Schlechte Nachrichten sind die fallenden Ölpreise aber auf jeden Fall für Umweltschützer. Denn erstens ist die Fracking-Methode stark umstritten und in Europa nur bedingt zugelassen; zweitens kommt die Entwicklung nun auch beim Autofahrer an - für den es nun weniger Anreiz gibt, in umweltfreundliche Elektroautos statt in spritschluckende SUVs zu investieren. Dass nicht der ganze Preisvorteil von 45 Prozent beim Konsumenten ankommt liegt einerseits am gleichzeitigen Wertverlust des Euro gegenüber dem Dollar - Öl wird in Dollar gehandelt - und andererseits am hohen Steueranteil beim Spritpreis.

Trendwende in Sicht?

Analyst Michael Kopmann von der DZ Bank bezeichnete den Ölpreis-Rutsch von etwa 50 Prozent seit dem Sommer jedoch als übertrieben. Er rechne mit einer baldigen Trendwende, "denn der Ölpreis-Verfall dürfte nennenswerte konjunkturelle Schubkraft erzeugen." In den Industrieländern könne mit einem anziehenden Konsum gerechnet werden. Die US-Einzelhändler verbuchten bereits einen verheißungsvollen Start ins wichtige Weihnachtsgeschäft.
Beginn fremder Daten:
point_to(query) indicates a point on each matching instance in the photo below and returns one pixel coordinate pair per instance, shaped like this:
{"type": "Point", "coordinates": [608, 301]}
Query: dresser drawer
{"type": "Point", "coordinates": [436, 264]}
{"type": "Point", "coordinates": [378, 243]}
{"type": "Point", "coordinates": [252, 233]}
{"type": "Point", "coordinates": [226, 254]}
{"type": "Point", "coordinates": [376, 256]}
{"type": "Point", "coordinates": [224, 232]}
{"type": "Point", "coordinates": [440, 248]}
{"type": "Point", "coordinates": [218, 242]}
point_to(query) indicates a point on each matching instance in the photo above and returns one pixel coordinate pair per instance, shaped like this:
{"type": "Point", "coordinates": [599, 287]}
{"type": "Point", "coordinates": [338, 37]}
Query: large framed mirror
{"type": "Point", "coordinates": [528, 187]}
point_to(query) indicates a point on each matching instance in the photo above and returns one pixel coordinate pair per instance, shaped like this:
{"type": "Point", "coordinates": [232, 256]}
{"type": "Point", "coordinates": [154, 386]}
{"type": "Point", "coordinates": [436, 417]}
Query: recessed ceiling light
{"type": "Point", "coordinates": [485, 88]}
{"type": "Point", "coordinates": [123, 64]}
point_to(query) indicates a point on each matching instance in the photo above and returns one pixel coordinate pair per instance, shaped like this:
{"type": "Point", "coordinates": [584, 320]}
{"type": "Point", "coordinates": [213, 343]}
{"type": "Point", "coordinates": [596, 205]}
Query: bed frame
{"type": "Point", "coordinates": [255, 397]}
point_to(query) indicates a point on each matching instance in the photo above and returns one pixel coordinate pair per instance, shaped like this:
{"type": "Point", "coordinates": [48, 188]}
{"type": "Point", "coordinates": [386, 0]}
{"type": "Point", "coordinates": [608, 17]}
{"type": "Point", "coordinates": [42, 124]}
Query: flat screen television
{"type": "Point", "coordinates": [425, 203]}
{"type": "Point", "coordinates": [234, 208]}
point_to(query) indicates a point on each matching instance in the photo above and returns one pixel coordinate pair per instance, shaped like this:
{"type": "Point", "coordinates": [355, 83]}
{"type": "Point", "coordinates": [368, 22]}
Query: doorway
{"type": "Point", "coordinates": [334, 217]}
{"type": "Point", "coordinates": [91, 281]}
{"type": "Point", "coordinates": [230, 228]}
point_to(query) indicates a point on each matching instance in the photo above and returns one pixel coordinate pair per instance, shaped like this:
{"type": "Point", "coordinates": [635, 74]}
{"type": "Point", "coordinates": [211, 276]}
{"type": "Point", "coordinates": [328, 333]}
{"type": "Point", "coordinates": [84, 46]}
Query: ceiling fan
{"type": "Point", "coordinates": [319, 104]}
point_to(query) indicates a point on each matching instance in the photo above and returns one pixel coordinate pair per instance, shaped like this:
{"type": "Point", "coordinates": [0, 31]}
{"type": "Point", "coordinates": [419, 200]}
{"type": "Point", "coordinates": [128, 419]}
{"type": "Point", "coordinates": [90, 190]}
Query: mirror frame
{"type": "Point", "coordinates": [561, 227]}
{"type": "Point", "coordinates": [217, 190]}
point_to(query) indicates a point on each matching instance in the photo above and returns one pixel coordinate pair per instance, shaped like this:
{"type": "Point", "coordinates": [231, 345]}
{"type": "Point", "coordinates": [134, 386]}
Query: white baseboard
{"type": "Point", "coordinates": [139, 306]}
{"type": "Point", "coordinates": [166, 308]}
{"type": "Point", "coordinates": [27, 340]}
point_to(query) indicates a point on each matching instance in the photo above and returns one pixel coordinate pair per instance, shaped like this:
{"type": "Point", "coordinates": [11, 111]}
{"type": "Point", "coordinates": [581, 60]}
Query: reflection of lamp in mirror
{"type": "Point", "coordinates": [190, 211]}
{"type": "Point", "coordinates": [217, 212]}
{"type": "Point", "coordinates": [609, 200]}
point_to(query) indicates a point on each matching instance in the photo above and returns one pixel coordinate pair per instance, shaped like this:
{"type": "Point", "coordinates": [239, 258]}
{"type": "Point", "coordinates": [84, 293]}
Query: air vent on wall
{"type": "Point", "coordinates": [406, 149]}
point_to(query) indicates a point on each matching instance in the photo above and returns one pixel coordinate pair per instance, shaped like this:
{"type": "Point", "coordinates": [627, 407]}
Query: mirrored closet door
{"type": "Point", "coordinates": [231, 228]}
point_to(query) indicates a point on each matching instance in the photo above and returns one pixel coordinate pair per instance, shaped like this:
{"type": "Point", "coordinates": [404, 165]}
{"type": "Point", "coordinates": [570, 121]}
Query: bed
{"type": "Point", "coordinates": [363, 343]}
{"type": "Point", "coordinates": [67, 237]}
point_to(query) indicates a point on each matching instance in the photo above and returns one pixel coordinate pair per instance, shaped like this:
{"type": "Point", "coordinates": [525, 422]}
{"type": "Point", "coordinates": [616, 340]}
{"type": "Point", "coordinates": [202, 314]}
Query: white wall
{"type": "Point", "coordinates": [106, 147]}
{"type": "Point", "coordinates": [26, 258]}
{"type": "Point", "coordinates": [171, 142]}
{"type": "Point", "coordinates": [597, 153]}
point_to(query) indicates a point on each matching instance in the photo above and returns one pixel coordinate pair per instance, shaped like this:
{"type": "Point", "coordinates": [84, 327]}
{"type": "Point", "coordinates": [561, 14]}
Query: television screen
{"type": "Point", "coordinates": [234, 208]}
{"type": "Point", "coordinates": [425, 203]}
Außerdem habe China in der Vergangenheit fallende Preise häufig dazu genutzt, die strategischen Reserven aufzufüllen, fügte Kopmann hinzu. "Die sich jüngst deutlich erhöhende Zahl in Richtung Asien fahrender Rohöl-Supertanker und der damit verbundene massive Charter-Raten-Anstieg für 'Asien-Routen' unterstützen diese 'Schnäppchenjagd-These'." Der Index für die Miete eine Tankschiffs hat seit Ende September knapp 50 Prozent zugelegt.

Nach Einschätzung der Commerzbank-Analysten ist ein Ende der Talfahrt allerdings nicht in Sicht - da es derzeit noch keine sichtbaren Anzeichen für eine anziehende Nachfrage oder eine Angebotseinschränkung außerhalb der OPEC gibt, heißt es von den deutschen Experten. Aktuelle Positionierungsdaten zeigen zudem, dass der Ölpreisrückgang nicht spekulativ getrieben ist. "Im Gegenteil, die spekulativen Netto-Long-Positionen bei Brent und WTI sind zuletzt sogar gestiegen", schreiben die Analysten.